3. Perform QC Locally

Quality control is performed locally in the asap-crn-cloud-dataset-metadata repository.

QC outputs:

metadata/
├── original/     # Contributor submission
├── cde/          # CDE-versioned copies
├── release/      # Release-versioned metadata (e.g., v4.0.0/)
└── latest/       # Copy of the latest release version

4. Transfer QC'd Metadata Back to Bucket

Script: transfer_qc_metadata_to_raw_bucket

Syncs the local metadata directory (including all QC'd subdirectories) back to the raw bucket.

./transfer_qc_metadata_to_raw_bucket -t jakobsson -ds pmdbs-sn-rnaseq -rv v4.0.0 -p

What it transfers:

  • Entire metadata/ directory tree
  • file_metadata/ (if present)
  • DOI/ (if present)

Note: Use -p flag to execute (defaults to dry-run for safety).

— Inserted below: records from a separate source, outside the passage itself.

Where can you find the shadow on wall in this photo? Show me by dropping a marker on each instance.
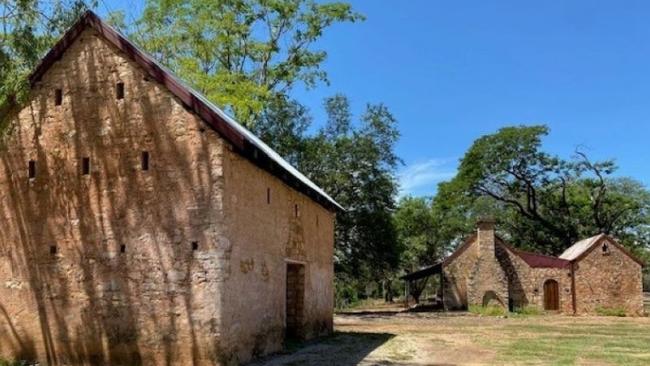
(341, 349)
(91, 301)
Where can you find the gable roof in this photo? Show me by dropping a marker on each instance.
(537, 260)
(580, 247)
(583, 247)
(243, 141)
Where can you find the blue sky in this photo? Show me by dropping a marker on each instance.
(453, 71)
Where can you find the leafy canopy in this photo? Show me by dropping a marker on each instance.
(542, 202)
(242, 54)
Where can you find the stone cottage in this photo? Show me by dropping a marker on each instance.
(593, 273)
(142, 225)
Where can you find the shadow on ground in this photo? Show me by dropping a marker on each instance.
(341, 349)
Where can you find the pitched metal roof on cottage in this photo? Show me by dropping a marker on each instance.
(243, 141)
(536, 260)
(580, 247)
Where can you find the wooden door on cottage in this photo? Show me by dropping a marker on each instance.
(551, 295)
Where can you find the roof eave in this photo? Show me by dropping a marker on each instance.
(189, 99)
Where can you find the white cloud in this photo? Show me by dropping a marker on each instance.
(423, 177)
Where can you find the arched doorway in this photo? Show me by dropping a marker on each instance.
(551, 295)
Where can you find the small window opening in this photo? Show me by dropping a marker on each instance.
(119, 90)
(32, 169)
(58, 97)
(605, 248)
(85, 166)
(145, 160)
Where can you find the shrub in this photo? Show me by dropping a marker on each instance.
(615, 311)
(487, 310)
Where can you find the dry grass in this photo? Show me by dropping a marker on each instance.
(410, 339)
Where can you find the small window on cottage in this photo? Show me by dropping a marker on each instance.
(85, 166)
(32, 169)
(145, 160)
(605, 248)
(119, 90)
(58, 97)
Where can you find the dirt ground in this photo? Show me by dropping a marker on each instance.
(394, 337)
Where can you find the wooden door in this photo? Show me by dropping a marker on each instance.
(551, 295)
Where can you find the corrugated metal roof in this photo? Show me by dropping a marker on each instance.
(542, 261)
(580, 247)
(243, 140)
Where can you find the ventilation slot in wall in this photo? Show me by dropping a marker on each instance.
(145, 160)
(85, 166)
(58, 97)
(119, 90)
(32, 169)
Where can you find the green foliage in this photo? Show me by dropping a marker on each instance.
(242, 54)
(356, 164)
(416, 232)
(541, 202)
(487, 310)
(606, 311)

5. Build release-resources

Build Publisher collection cards text and figures using: Script: make_release.py in the asap-crn-cloud-dataset-metadata repository.

/path/to/make_release -i /path/to/release_<release_version>.json -p

release-resources outputs:

release-resources/
└─ {release_version}/
    ├─ cde/
    ├─ release_stats/
    │  └─ {dataset_name}/
    └─ publisher_cards/
       └─ {dataset_name}/
           ├─ figures/
           └─ text/

6. Transfer release-resources to Dataset Raw Buckets

Script: transfer_release_resources_to_raw_bucket.py

Syncs the local release-resources directory (including all QC'd subdirectories) back to the raw bucket.

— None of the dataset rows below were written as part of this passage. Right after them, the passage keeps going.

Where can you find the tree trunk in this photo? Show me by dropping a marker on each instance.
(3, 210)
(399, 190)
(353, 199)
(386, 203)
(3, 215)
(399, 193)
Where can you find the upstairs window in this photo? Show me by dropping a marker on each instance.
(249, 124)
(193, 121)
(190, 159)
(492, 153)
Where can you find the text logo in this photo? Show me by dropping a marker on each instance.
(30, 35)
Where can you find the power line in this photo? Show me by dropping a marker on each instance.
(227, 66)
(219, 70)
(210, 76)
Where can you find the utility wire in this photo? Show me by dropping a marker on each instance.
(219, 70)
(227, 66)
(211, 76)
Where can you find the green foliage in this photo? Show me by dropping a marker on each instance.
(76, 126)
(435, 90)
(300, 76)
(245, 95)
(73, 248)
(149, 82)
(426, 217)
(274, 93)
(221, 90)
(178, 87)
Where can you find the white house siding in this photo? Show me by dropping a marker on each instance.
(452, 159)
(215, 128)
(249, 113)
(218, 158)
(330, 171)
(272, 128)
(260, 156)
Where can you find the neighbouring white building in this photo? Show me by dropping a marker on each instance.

./transfer_release_resources_to_raw_bucket.py -i /path/to/config/release_<release_version>.json -p

What it transfers:

  • Entire config/release_<release_version>.json
  • publisher_cards/ html files
  • release_stats/ final svg files

Note: Use -p flag to execute (defaults to dry-run for safety).


Important Notes

  • Dry-run by default: Most scripts require -p (promote) flag to actually execute transfers
  • Structure migration: First transfer after QC from local to the raw bucket establishes the new directory structure (original/, cde/, release/, latest/) in the bucket
  • Re-running scripts: Safe to re-run download/transfer scripts - the rysnc command will replace changed files and add new source files to destination, but will not remove files that exist in destination but not source
  • Missing files: Scripts warn about missing CORE metadata tables but allow incomplete submissions (for flexibility during initial upload)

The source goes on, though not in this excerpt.